The problem with storing this summary information in the `compute_nodes` table
is two-fold:
1) There is the possibility that the summary information can get out of sync
with the non-summary information stored in the `pci_devices` table, and
2) It interferes with our efforts to represent all resources in the system in a
consistent and generic fashion (the resource-objects blueprint work)
Use Cases
----------
As a developer of Nova, I want to be able to represent all quantitative
resources in the system in a consistent and generic fashion. As an operator, I
do not want summary and detail information in my database to get out of sync.
Proposed change
===============
We propose the following changes to the Nova code base:
1) Temporarily duplicate the logic of
`nova.pci.stats.PciDevStats.supports_request()` method into the
`nova.objects.PciDevicePoolList` object.
2) Move the logic for determining if a compute node can provide a requested PCI
device to an instance from the `nova.pci.stats.PciDevStats.consume_requests()`
method to the `nova.pci.manager.PciDevTracker._claim_for_instance()` method.
3) Modify the `nova.objects.ComputeNode` object to load on-demand the
`pci_device_pools` field by a subquery instead of pulling from the
`compute_nodes.pci_stats` field in the database. The `PciDevicePoolList` object
can be generated using a single SQL query on the `pci_devices` table, like so::
SELECT product_id, vendor_id, numa_node, COUNT(*) as count
FROM pci_devices
WHERE compute_node_id = ?
GROUP BY product_id, vendor_id, numa_node;
This will only be used for legacy compute nodes that rely on the
`nova.objects.ComputeNode.pci_device_pools` field attribute.
4) Change the scheduler's host manager to load PCI device pool information
using a new `nova.objects.PciDevicePoolList.get_all` method that returns all
PCI device pool information for all compute nodes, but only when the
PciPassthroughFilter is enabled. This will match how the HostAggregate
information is loaded by the scheduler and collated to HostState objects.
The SQL statement for grabbing all of the PCI device pool information for
compute nodes looks like this::
SELECT compute_node_id, product_id, vendor_id, numa_node, COUNT(*) as count
FROM pci_devices
GROUP BY compute_node_id, product_id, vendor_id, numa_node;
5) Change the `nova.scheduler.pci_passthrough_filter.host_passes` method to use
the `nova.objects.PciDevicePoolList.supports_requests()` method instead of the
`nova.pci.stats.PciDevStats.support_requests()` method.

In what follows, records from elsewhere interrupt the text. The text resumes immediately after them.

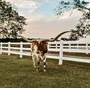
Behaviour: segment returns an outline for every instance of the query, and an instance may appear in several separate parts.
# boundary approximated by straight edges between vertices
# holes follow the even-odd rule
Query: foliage
[[[24,31],[25,20],[9,2],[0,0],[0,34],[3,38],[17,38]]]
[[[60,1],[59,6],[55,9],[57,16],[74,9],[83,13],[79,23],[76,25],[77,30],[72,30],[70,39],[79,39],[80,37],[90,35],[90,8],[87,7],[88,4],[89,2],[84,0]]]
[[[90,64],[47,59],[47,71],[36,72],[30,57],[0,55],[0,88],[90,88]]]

6) Remove the `nova.pci.stats` module entirely.
7) Deprecate the `compute_node.pci_stats` field in the database and mark it for
removal in the N release.
Alternatives
------------
None.
Data model impact
-----------------
None, this changes the implementation of existing model definitions only.
REST API impact
---------------
None.
Security impact
---------------
None.
Notifications impact
--------------------
None.
Other end user impact
---------------------
None.
Performance Impact
------------------
None. The over-wire information will continue to be the same. The database
query for generating the summary PCI device information should be very quick.
Other deployer impact
---------------------
None.
Developer impact
----------------
This will allow the resource-objects blueprint to proceed, since PCI device
resources will be able to be handled in the same way as NUMA or other
quantitative resources.
Implementation
==============
Assignee(s)
-----------
Primary assignee:
dstepanenko
Other contributors:
jaypipes
Work Items
----------
1) Duplicate supports_request() method into the
`nova.objects.PciDevicePoolList` object.
2) Move `nova.pci.stats.PciDevStats.consume_requests()`
to the `nova.pci.manager.PciDevTracker._claim_for_instance()` method.

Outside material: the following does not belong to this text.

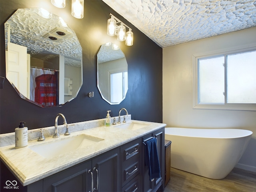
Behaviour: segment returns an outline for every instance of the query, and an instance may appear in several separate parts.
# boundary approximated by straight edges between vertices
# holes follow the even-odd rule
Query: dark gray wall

3) Modify the `nova.objects.ComputeNode` object to load on-demand the
`pci_device_pools` field
4) Change the scheduler host manager to load PciDevicePoolList object for all
compute nodes in the same way that host aggregate information is loaded, and
only when the PciPassthroughFilter is enabled.

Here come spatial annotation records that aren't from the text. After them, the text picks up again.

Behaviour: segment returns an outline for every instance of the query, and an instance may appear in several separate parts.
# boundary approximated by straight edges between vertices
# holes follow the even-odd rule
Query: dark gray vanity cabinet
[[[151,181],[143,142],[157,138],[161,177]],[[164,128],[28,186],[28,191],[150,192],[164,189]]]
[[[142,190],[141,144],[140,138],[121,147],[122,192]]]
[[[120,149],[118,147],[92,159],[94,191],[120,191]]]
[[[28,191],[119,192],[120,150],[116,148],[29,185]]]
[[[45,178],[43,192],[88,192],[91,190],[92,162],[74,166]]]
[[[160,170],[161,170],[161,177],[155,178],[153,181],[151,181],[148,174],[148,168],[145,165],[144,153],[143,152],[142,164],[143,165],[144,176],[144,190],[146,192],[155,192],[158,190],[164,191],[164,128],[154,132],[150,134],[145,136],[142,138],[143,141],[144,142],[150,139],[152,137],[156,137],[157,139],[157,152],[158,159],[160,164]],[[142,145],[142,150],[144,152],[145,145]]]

5) Change the `nova.scheduler.pci_passthrough_filter.host_passes` method to use
the `nova.objects.PciDevicePoolList.supports_requests()` method
6) Remove the `nova.pci.stats` module entirely.
7) Annotate the `nova.db.sqlalchemy.models.ComputeNode.pci_stats` field in the
database as deprecated.
Dependencies
============
None.
Testing
=======
Should be a net reduction in unit tests since the logic for decrementing the
PCI device pool counts will be removed entirely.
Documentation Impact
====================
None. No user-facing changes.
References
==========
None.
History
=======
None.